Recursion
| Contents |

You can download the functions defined or used in this chapter with the following commands:

wget troll.cs.ua.edu/ACP-C/recursion.c wget troll.cs.ua.edu/ACP-C/recursion.h

These files will help you run the test code listed in this chapter.

In
the chapter on conditionals,
we learned about *if* statements.
When we combine *if* statements with functions that call
themselves, we obtain a powerful programming paradigm
called *recursion*.

Recursion is a form of looping; when we loop,
we evaluate code over and over again. We use a conditional
to decide whether to continue the loop or to stop.
Recursive loops are often
easier to write and understand, as compared to the iterative loops
such as *while*s and *for*s, which you learned
about in a previous chapter.
In some programming
languages, iterative loops are preferred as they use much
less computer memory and are slightly faster as compared to recursive loops.
In other languages, this is not the case at all.
In general, there
is no reason to prefer iterative loops over recursive ones,
other than this memory issue (for some languages)
and slight loss of performance.
Any iterative loop can be written as a recursion and any recursion
can be written as an iterative loop.
Use a recursion if that makes the implementation
more clear, otherwise, use an iterative loop.

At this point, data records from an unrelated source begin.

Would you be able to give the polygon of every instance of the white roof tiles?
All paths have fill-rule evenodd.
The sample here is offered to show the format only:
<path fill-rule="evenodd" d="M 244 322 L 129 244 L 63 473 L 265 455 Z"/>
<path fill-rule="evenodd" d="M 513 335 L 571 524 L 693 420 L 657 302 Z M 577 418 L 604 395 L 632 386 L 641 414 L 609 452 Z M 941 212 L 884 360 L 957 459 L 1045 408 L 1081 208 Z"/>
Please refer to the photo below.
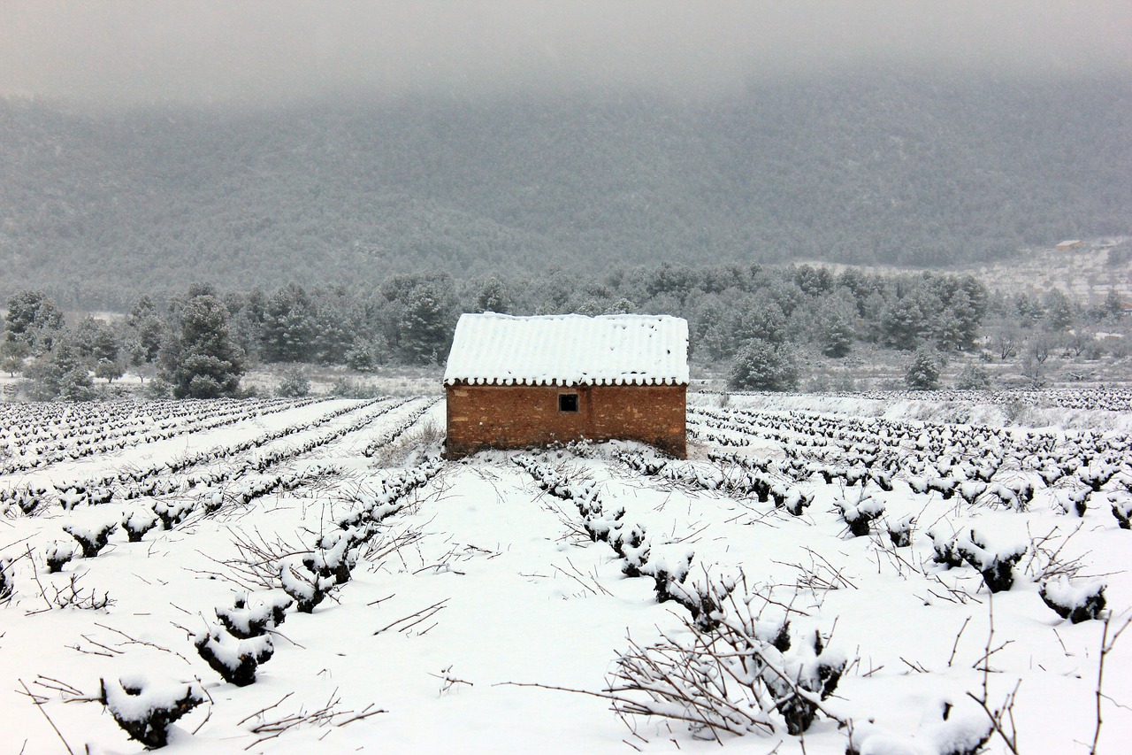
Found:
<path fill-rule="evenodd" d="M 463 314 L 444 382 L 686 385 L 688 323 L 669 315 Z"/>

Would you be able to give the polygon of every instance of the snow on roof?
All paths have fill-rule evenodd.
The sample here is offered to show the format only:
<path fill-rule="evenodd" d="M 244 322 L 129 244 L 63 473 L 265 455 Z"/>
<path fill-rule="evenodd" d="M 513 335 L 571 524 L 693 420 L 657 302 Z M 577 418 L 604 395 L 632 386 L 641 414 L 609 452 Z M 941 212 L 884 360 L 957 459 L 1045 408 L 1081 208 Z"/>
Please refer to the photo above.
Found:
<path fill-rule="evenodd" d="M 463 314 L 444 382 L 684 384 L 688 323 L 669 315 Z"/>

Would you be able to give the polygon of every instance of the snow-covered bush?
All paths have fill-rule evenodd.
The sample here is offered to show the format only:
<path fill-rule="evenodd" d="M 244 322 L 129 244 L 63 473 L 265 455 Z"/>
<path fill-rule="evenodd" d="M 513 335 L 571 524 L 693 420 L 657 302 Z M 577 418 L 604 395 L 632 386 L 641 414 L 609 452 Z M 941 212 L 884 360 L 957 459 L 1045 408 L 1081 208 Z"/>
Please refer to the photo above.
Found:
<path fill-rule="evenodd" d="M 144 678 L 102 680 L 100 699 L 126 733 L 154 749 L 169 744 L 169 727 L 205 702 L 194 682 L 158 685 Z"/>
<path fill-rule="evenodd" d="M 1080 623 L 1096 619 L 1105 610 L 1105 587 L 1099 579 L 1073 584 L 1063 575 L 1041 583 L 1038 595 L 1057 616 Z"/>
<path fill-rule="evenodd" d="M 153 512 L 161 519 L 165 529 L 172 529 L 185 521 L 196 508 L 196 501 L 157 501 L 153 504 Z"/>
<path fill-rule="evenodd" d="M 955 551 L 983 575 L 987 589 L 1000 593 L 1014 585 L 1014 566 L 1026 555 L 1022 542 L 988 546 L 974 529 L 959 536 Z"/>
<path fill-rule="evenodd" d="M 255 682 L 256 669 L 269 661 L 275 652 L 268 635 L 240 639 L 220 627 L 197 635 L 192 644 L 213 671 L 237 687 Z"/>
<path fill-rule="evenodd" d="M 912 544 L 912 525 L 916 524 L 915 515 L 900 517 L 894 521 L 889 521 L 889 540 L 894 548 L 908 548 Z"/>
<path fill-rule="evenodd" d="M 977 755 L 990 740 L 994 729 L 986 714 L 967 706 L 962 714 L 942 701 L 943 716 L 925 721 L 915 735 L 884 731 L 871 723 L 855 726 L 846 755 Z"/>
<path fill-rule="evenodd" d="M 11 559 L 0 558 L 0 602 L 10 599 L 15 588 L 15 582 L 11 578 Z"/>
<path fill-rule="evenodd" d="M 846 656 L 816 633 L 791 650 L 784 619 L 761 620 L 743 591 L 710 597 L 718 606 L 710 629 L 685 621 L 684 631 L 651 646 L 631 641 L 607 679 L 614 710 L 681 721 L 717 740 L 722 731 L 773 732 L 782 723 L 791 735 L 806 731 L 837 689 Z"/>
<path fill-rule="evenodd" d="M 149 509 L 135 509 L 122 517 L 122 529 L 131 543 L 140 543 L 147 532 L 157 526 L 157 515 Z"/>
<path fill-rule="evenodd" d="M 1132 494 L 1116 491 L 1108 494 L 1108 502 L 1112 504 L 1113 516 L 1120 523 L 1121 529 L 1132 529 Z"/>
<path fill-rule="evenodd" d="M 307 567 L 302 555 L 291 555 L 280 561 L 280 582 L 283 592 L 294 600 L 295 610 L 312 613 L 326 600 L 326 594 L 337 585 L 333 575 L 320 576 Z"/>
<path fill-rule="evenodd" d="M 63 525 L 63 532 L 78 541 L 83 549 L 83 558 L 93 559 L 110 542 L 110 535 L 118 529 L 117 521 L 101 525 L 84 526 L 80 524 Z"/>
<path fill-rule="evenodd" d="M 48 574 L 58 574 L 75 558 L 75 543 L 57 540 L 43 551 L 43 558 L 48 562 Z"/>
<path fill-rule="evenodd" d="M 884 514 L 884 504 L 861 493 L 857 501 L 837 501 L 841 519 L 849 527 L 854 537 L 865 537 L 872 531 L 873 520 Z"/>
<path fill-rule="evenodd" d="M 285 595 L 252 597 L 247 593 L 237 595 L 231 606 L 216 606 L 216 618 L 233 637 L 249 639 L 267 634 L 268 629 L 283 623 L 286 610 L 294 601 Z"/>

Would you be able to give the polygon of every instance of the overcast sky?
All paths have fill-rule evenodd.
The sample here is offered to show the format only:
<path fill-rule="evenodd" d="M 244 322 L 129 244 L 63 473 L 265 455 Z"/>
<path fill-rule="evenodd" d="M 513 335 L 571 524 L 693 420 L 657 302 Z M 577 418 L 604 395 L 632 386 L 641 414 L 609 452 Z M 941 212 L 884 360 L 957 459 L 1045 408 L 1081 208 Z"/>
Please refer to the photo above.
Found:
<path fill-rule="evenodd" d="M 1132 0 L 0 0 L 0 95 L 119 107 L 460 96 L 926 66 L 1132 75 Z"/>

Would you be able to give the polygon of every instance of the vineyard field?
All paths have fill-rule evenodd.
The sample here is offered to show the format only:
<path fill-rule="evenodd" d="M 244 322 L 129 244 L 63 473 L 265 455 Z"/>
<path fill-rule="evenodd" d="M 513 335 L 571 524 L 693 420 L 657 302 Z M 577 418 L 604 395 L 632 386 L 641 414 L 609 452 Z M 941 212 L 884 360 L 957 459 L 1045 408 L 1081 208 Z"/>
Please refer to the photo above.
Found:
<path fill-rule="evenodd" d="M 957 406 L 449 461 L 437 396 L 0 405 L 0 749 L 1125 752 L 1127 397 Z"/>

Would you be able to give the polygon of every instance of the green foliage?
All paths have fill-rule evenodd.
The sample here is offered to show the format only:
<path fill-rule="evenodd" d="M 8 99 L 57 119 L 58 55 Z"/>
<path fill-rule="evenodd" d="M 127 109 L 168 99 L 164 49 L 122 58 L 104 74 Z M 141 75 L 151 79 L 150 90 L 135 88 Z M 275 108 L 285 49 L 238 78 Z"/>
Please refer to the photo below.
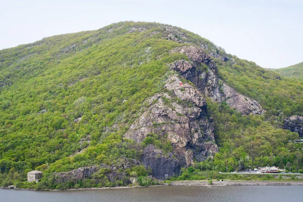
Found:
<path fill-rule="evenodd" d="M 142 27 L 146 30 L 130 31 Z M 149 171 L 143 166 L 121 169 L 119 172 L 127 177 L 112 182 L 106 168 L 91 178 L 64 183 L 56 181 L 53 173 L 92 165 L 118 167 L 129 159 L 139 160 L 142 149 L 149 144 L 165 153 L 172 151 L 165 131 L 148 134 L 141 145 L 123 138 L 141 114 L 144 101 L 165 90 L 168 64 L 188 59 L 183 54 L 169 53 L 186 44 L 163 37 L 163 27 L 121 22 L 0 50 L 1 185 L 36 189 L 113 186 L 127 185 L 127 177 L 135 176 L 143 186 L 156 183 L 146 177 Z M 191 45 L 207 47 L 207 53 L 227 55 L 196 34 L 173 28 L 184 33 Z M 177 33 L 175 37 L 182 38 Z M 298 134 L 280 129 L 281 120 L 303 115 L 303 85 L 227 55 L 233 59 L 213 58 L 219 75 L 239 93 L 260 101 L 267 112 L 242 116 L 225 102 L 208 100 L 207 115 L 213 118 L 220 152 L 183 170 L 178 179 L 221 179 L 218 171 L 268 164 L 287 169 L 290 166 L 297 172 L 302 167 L 303 145 L 289 141 Z M 197 69 L 207 71 L 204 65 Z M 198 169 L 212 171 L 199 175 Z M 33 169 L 43 171 L 41 182 L 22 182 Z"/>
<path fill-rule="evenodd" d="M 155 182 L 149 177 L 140 176 L 138 178 L 138 182 L 140 186 L 148 186 L 155 185 Z"/>
<path fill-rule="evenodd" d="M 276 72 L 280 75 L 303 81 L 303 62 L 284 68 L 269 69 L 269 70 Z"/>

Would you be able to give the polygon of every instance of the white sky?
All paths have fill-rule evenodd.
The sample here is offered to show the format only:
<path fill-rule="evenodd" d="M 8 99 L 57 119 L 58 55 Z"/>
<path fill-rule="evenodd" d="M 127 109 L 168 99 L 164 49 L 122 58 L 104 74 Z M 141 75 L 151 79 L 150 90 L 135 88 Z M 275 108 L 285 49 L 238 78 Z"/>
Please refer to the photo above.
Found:
<path fill-rule="evenodd" d="M 182 27 L 266 68 L 303 61 L 302 0 L 0 0 L 0 49 L 127 20 Z"/>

Many mathematical functions are easy to implement recursively, so
we will start there. Recall that the factorial of a number
*n* is:

[Equation 1] *n*! = *n* * (*n* - 1) * (*n* - 2) * ... * 2 * 1

Consider writing a function which computes the factorial of a positive integer. For example, if the function were passed the value of 4, it should return the value of 24 since 4! is 4*3*2*1 or 24. To apply recursion to solve this problem or any problem, for that matter, it must be possible to state the solution of a problem so that it references a simpler version of the problem. For factorial, the factorial of a number can be stated in terms of a simpler factorial. Consider the two equations below:

[Equation 2] *n*! = 1 if *n* == 0

[Equation 3] *n*! = *n* * (*n* - 1)! if *n* > 0

Equation
2
says that the factorial
of zero is one^{42}.
Equation
3
states that the factorial
of any other (positive) number is obtained by
multiplying the number by the factorial of one less than that
number. Together, these two equations form a
*recurrence equation* that describes the computation
of factorial.

After some study, you should be able to see that this
new way of describing factorial is equivalent to
Equation
1,
the one that that used
ellipses^{43}.
Equation
1,
gets the basic idea of factorial
across but is not very precise. For example, how would you compute
the factorial of three using Equation
1?

The second form with the two equations is particularly well suited for implementation as a function in a computer program:

int factorial(int n) { if (n == 0) return 1; else return n * factorial(n - 1); }

Note how the *factorial* function
precisely implements the recurrence equation.
Convince yourself that the function really works by tracing the function call:

factorial(3)

Decomposing the call, we find that:

factorial(3) is 3 * factorial(2)

since *n*, having a value of 3, is not equal to 0.
Thus the second block of the *if* is evaluated and
we can replace *n* with 3 and *n-1* with 2.
Likewise, we can replace `factorial(2)`

by `2 * factorial(1)`

, yielding:

factorial(3) is 3 * 2 * factorial(1)

since *n*, now having a value of 2, is still not zero.
Continuing along this vein, we can replace
`factorial(1)`

by `1 * factorial(0)`

, yielding:

factorial(3) is 3 * 2 * 1 * factorial(0)

Now in this last call to factorial,
*n* does have a value of zero, so we can replace
`factorial(0)`

with its immediate return value of one:

factorial(3) is 3 * 2 * 1 * 1

Thus, `factorial(3)`

has a value of six. The program:

//test (compile with recursion.c) #include "recursion.h" printf("factorial(3) is %d\n",factorial(3));

yields:

factorial(3) is 6

as expected.

In contrast, here is a function which computes factorial using
a *for* loop:

int factorial2(int n) { int i; int total = 1; for (i = 1; i < n + 1; ++i) total = total * i; return total; }

We can see from this version that factorial is an accumulation. This
version
also more closely follows
Equation
1.
Note that we have to extend the upper end of the range by one in order to
get *n* included in the accumulation.
By habit,
we like the upper limit of *for* loops always to be exclusive.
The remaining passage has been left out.